APT Groups Attacking Healthcare and Essential Services Says DHS and NCSC
The United States Department of Homeland Security (DHS) Cybersecurity and Infrastructure Security Agency (CISA) and the United Kingdom National Cyber Security Centre (NCSC) issued a joint alert today. CISA Alert AA20-126A concerns malicious activity carried on by Advanced Persistent Threat (APT) Groups. The cyberattacks continue to target international healthcare oragnizations, medical research facilities, pharmaceutical companies, schools, and local governments.
The advisory concerns UK and US healthcare organizations involved in the worldwide Coronavirus response.
CISA Alert AA20-126A alert states, “CISA and NCSC are currently investigating a number of incidents in which threat actors are targeting pharmaceutical companies, medical research organizations, and universities. APT groups frequently target such organizations in order to steal sensitive research data and intellectual property for commercial and state benefit.” Although the alerts do not state who the suspected targets are cyber security researchers believe that they are referencing Chinese and Russian state-sponsored hackers due to the volume of the attacks.
READ: The Most Common Hacked Passwords
APT hackers are using password spraying attacks in large scale attempts to breach user accounts. It is believed the attackers are trying to steal information related to the COVID-19 pandemic.
What are Password Spraying Attacks?
A password spraying attack is type of brute-force cyber attack that attempts to break into an online account. Hackers use a list of common passwords to try and compromise multiple online user accounts. A single password is used on all the targeted user accounts. Then the hacker then moves on and tries another password against the same set of targeted accounts. This process can be automated to attack hundreds or thousands of accounts or services. Trying a password only once per account avoids automatic network lockouts and mandatory password resets due to trying too many passwords or rapid login attempts.
How to Create a Strong Password
- Never reuse a password on different systems and accounts.
- When given the option, use the longest password the system allows
- Always use complex passwords
- If you cannot remember complex passwords, use a password manager app to create and store them for you
- Do not use passwords that are based on personal information that can be easily found online or guessed
- Hackers are multilingual. Do not use words that can be found in any dictionary or refences books in any language
READ: Staying Home? Heed These WiFi Rules to Stay Safe
NCSC Director of Operations Paul Chichester said, “By prioritising any requests for support from health organisations and remaining in close contact with industries involved in the coronavirus response, we can inform them of any malicious activity and take the necessary steps to help them defend against it.”
What is an APT Hacker?
Advanced Persistent Threat groups, referred as APT groups, are organized hackers that work for governments. The hackers steal sensitive information, research, corporate secrets, and other data that is valuable to their nation-state sponsors. APT groups may also steal money to fund other activities for their country. Their targets typically include critical infrastructure, political organizations, and financial sectors. For a list of various APT groups and who they are believed to be working, read this post. Equation Group is the name for the hacking group that works for the United States.

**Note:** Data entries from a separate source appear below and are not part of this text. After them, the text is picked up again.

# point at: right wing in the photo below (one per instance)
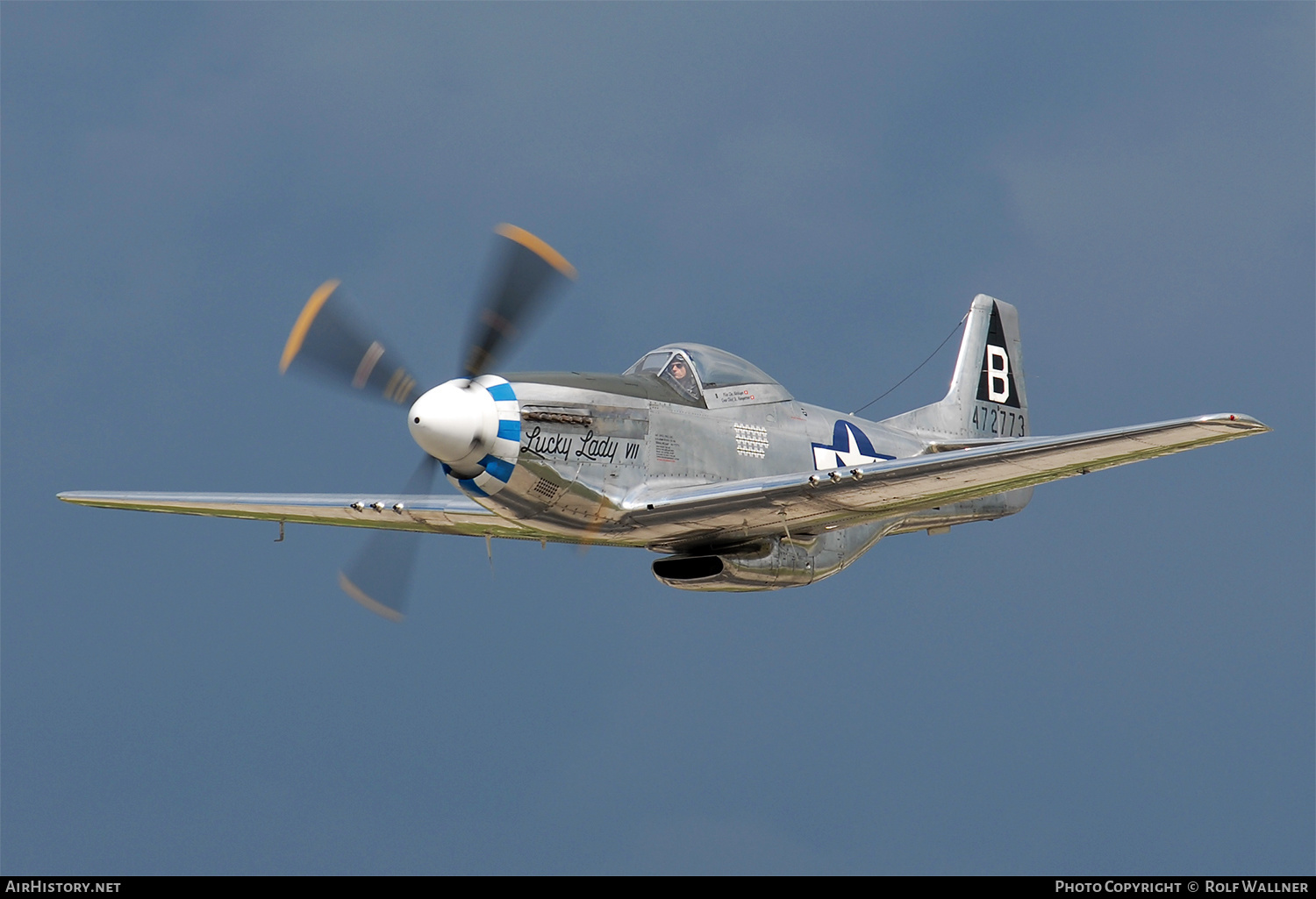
(920, 482)
(444, 514)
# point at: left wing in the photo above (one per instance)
(921, 482)
(452, 515)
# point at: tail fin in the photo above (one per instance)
(986, 396)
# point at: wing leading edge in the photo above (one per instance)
(453, 515)
(929, 481)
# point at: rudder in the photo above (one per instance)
(986, 396)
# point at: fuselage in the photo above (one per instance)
(591, 446)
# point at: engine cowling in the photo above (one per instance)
(769, 564)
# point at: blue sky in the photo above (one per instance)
(1120, 678)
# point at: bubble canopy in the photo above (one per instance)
(713, 366)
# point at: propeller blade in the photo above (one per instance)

Staff at organizations and facilities related to healthcare should change all weak passwords. Unique and hard-to-guess passwords should be used instead. UK NCSC recommends using three random words as a password. If an app, hardware or online account has two-factor authentication available, then use it to further secure your account. This can greatly reduce the changes of an account compromise.
Individuals are not immune from Coronavirus related cyberattacks. The surge of people working from home and attending school online has increased the use of vulnerable services like video conferencing and messaging apps. NCSC received over 25,000 reports of phishing attacks and took down 395 malicious websites connected to the campaigns.
“The trusted and continuous cybersecurity collaboration CISA has with NCSC and industry partners plays a critical role in protecting the public and organizations, specifically during this time as healthcare organizations are working at maximum capacity,” said Bryan Ware, CISA Assistant Director of Cybersecurity.